For my part, I feel *I* would be doing her a disservice if I ever gave up trying to steer her back to doing what's best for our children. Inevitably, I'm sure that's what is and will be most important to her; it's just that I don't think she's ready to see that the divorce and the things she's doing now are hurting them. Even if we never reconcile, I'd like to see her devote the next few years *wholly* to the kids, as I will. (Not mine to decide, I know... but knowing her, I think that's what she will *want* to have done.) If I were to "give up", one day I'd likely have to answer for why I did... (sigh)





I'm sure you didn't mean it quite that way, but a lot of this sounds like "controlling" and if I get that vibe she probably does because it seems as though a lot of the WAWs have issues with "controlling". You have expectations that she'll devote her time to the kids. You wish to steer her in what you feel is the right direction. Do you think when she divorced you that she felt she was going in the wrong direction? I imagine she feels she is right and just because you are getting along it doesn't mean she was wrong. And perhaps her opinion is that this IS in the best interest of the children.

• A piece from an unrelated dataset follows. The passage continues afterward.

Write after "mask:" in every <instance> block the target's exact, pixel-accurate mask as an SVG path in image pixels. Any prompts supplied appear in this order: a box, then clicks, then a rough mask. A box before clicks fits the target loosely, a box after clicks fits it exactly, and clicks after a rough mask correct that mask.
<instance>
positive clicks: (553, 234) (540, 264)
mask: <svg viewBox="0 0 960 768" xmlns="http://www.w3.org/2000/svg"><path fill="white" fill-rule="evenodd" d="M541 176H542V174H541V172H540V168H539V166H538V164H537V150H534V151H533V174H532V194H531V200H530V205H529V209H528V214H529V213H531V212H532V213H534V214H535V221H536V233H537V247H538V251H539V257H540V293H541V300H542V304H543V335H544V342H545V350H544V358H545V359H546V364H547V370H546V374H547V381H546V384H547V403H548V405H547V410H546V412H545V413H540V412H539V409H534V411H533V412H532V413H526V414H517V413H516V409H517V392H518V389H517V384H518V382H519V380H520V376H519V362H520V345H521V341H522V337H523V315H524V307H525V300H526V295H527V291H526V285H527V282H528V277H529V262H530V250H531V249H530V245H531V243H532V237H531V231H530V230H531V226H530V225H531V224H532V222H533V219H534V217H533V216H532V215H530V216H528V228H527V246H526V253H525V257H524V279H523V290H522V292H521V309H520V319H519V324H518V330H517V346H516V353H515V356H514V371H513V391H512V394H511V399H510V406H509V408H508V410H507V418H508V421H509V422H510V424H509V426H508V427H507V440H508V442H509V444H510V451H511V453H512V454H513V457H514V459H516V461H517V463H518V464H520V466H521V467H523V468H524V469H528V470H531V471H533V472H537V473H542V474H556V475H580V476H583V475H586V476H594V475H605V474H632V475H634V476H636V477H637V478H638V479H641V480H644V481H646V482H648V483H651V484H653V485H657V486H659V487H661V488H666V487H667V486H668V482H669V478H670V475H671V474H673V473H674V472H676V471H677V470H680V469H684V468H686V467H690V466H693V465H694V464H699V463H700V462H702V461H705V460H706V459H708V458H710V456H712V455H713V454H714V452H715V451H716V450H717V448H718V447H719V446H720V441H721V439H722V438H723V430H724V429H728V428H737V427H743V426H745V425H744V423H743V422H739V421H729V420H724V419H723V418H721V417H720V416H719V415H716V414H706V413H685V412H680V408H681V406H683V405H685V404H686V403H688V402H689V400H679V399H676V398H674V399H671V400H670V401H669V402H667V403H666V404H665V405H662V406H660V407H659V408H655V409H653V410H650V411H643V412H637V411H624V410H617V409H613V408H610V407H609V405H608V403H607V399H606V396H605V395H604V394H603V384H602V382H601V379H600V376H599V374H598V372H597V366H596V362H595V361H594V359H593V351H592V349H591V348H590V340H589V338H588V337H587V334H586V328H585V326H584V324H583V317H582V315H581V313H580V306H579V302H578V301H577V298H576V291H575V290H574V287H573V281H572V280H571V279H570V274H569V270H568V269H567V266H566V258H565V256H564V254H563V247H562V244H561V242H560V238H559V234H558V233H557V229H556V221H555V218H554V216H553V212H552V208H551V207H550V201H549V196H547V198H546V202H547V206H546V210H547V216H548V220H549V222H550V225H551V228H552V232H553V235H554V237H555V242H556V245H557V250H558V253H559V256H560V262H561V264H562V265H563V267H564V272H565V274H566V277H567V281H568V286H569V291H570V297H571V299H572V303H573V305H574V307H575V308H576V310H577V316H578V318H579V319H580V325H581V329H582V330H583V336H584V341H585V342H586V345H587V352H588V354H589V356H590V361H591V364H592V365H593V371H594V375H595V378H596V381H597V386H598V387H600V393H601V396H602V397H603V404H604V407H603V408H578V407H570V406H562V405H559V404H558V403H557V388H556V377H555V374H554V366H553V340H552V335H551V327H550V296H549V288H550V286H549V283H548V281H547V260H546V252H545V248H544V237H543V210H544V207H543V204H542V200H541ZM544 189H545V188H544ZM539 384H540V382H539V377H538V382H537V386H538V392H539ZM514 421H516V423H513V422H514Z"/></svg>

All I'm trying to say is that she has to come to this on her own and maybe never will. That you can't control her or convince her how you're right and she's wrong. And also that there are two sides to ever story. It may help to consider what her side is and remember she thinks she's right also.

I think there is a difference between getting a life without her and becoming content with that life and "giving up". I think that the two people entering the marriage should be complete, happy, and content on their own rather than feeling completed by their spouse. Finding contentment without her in your life is just part of making the most of yourself. You can still leave the door open for her to walk through, but keeping your life on hold waiting for her isn't doing her a disservice, it's doing yourself one and your child too.


In the end, it's not the years in your life that count. It's the life in your years.
Abraham Lincoln

It is hard to fail, but it is worse never to have tried to succeed.